Non si volta. Continua a spaccare la legna con una tale concentrazione da far sparire tutto il resto del mondo.

Da far sparire anche me.

In preda all'ansia gli strappo le cuffiette dalle orecchie con una forza che per un attimo temo gli abbia fatto anche male, ma non me ne frega un cazzo: il male lo fa anche lui a me.

Finalmente butta a terra l'accetta, anche se il viso resta nella sua posizione continuando ad ignorarmi.

Lui guarda il vuoto, io guardo lui guardare il vuoto, e nel frattempo penso a che cazzo ho fatto di male nella vita per non farmene mai andare una liscia.

«Adesso neanche mi saluti più?» sbotto stringendo i denti per evitare il fiume di parole che vuole uscire dalla mia bocca. In effetti non so nemmeno cos'è che gli direi, molto probabilmente gli vomiterei addosso ogni specie di insulto esistente nel vocabolario e continuerei con i peggio insulti inventati da me. E quasi lo faccio. Prendo aria dal naso infuriata, nemmeno fossi un toro pronto ad attaccare il toro sfidante, ma tutto si riduce alle mie guance gonfie, piene d'aria e di insulti trattenuti dato che lui parla prima di me.

«Sto cercando di calmarmi per non urlarti contro, Emory.»

E poi sputo fuori tutto; solo aria, niente parole, perché sono talmente sconvolta dalla sua dichiarazione che il mio cervello smette per un attimo di funzionare anche per riuscire ad attaccare delle stupide lettere.

Una frase senza senso, proprio come quelle che ha detto Vincent poco fa. Dice che vuole proteggere suo fratello ma dentro di me ho l'amara sensazione che sarò io l'unica a finire a pezzi in questa storia.

Mi sembra di aver incamerato troppo per oggi.

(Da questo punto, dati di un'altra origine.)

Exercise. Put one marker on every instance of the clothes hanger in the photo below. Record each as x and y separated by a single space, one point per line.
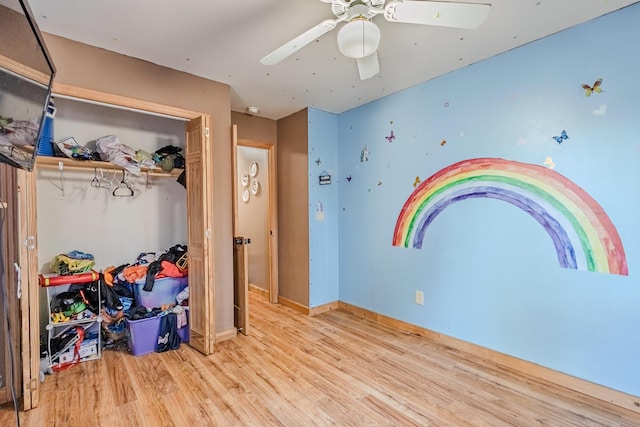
123 189
95 182
105 182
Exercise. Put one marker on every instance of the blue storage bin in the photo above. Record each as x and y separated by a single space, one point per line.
164 291
45 144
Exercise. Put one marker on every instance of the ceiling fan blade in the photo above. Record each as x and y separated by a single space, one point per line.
294 45
368 66
443 14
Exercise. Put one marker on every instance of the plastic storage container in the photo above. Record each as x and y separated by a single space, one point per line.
184 331
164 291
143 335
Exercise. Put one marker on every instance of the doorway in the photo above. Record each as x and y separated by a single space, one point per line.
255 220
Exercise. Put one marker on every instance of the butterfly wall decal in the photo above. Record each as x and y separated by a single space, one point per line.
588 90
391 137
562 137
364 154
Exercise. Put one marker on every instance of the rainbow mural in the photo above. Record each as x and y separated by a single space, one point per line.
583 235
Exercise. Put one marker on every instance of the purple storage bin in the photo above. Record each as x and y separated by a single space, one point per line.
164 291
184 331
143 335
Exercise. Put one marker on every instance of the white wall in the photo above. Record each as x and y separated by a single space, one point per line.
115 230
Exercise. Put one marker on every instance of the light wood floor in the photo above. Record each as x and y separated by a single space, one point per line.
294 370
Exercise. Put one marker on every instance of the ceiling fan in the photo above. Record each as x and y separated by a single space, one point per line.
359 37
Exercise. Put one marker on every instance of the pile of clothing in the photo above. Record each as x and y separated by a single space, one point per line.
118 287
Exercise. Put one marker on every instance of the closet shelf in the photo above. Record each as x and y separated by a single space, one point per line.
47 162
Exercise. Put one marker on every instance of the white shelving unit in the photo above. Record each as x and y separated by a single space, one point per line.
61 327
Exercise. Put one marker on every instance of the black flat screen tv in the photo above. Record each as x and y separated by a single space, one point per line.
26 77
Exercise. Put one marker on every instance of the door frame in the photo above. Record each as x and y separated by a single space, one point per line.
272 210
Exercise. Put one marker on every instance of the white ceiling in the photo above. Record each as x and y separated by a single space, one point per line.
225 40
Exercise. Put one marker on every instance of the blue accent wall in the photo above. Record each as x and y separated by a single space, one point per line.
323 208
488 271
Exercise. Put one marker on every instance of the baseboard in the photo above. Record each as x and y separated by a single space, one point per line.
294 305
615 397
227 334
259 291
323 308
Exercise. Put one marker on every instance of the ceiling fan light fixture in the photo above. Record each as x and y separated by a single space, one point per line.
358 38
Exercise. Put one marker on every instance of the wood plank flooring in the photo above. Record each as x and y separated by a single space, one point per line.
294 370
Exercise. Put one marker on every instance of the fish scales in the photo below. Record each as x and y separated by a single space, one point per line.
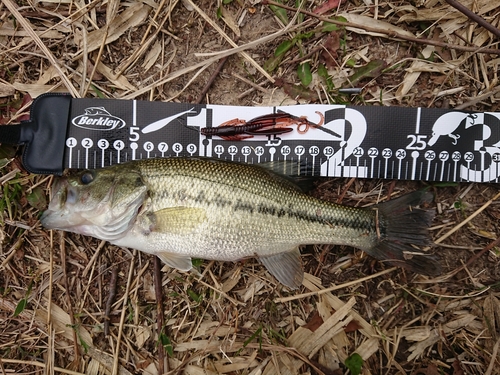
180 208
243 205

La vergogna per la consapevolezza che Karen mi ha vista baciare suo figlio, l'impotenza di non poter nemmeno pagare la riparazione del furgone, la delusione nel sentire quel discorso contorto. E adesso lui, che senza nemmeno un motivo mi fa intendere che vuole urlarmi addosso come se io avessi fatto qualcosa di sbagliato.

Sono piena.

Piena di tante emozioni diverse che mi fanno quasi perdere le forze.

Piena nel rendermi conto che ogni passo avanti ne conta mille indietro. Talmente piena di tutto che sento le spalle afflosciarsi mentre lo mando a fanculo iniziando ad incamminarmi verso casa.

Ignoro la sua voce che mi chiama, supplicando me stessa di trovare la forza per non mettermi a piangere. Non lo so perché mi sento così provata, so solo che le cose da mandare giù, oggi, mi sembrano già abbastanza. Ritiro il braccio con uno scatto non appena sento la sua mano aggrapparsi a me, e continuo a camminare fino a che non me lo ritrovo davanti a bloccarmi la strada dietro casa sua. Anche lui si è sentito così esasperato quando ieri sera questo gioco glielo facevo io? Perché quando sei dall'altra parte non ti rendi conto dell'agitazione che metti addosso all'altra persona quando vuole scappare e tu, invece, sei lì a sbarragli la strada.

Provo a raggirarlo passando raso al muro, ma la sua mano è più veloce e si poggia sul cemento davanti alla mia faccia bloccandomi del tutto.

Non parla, resta solo fermo a guardarmi mentre i nostri corpi quasi si sfiorano.

Gliel'hanno già spaccato in mille pezzi in cuore...

Queste parole continuano a circolarmi in mente, e più lo fanno più mi chiedo chi sia stato ad avere la forza ed il coraggio di fargli così tanto male.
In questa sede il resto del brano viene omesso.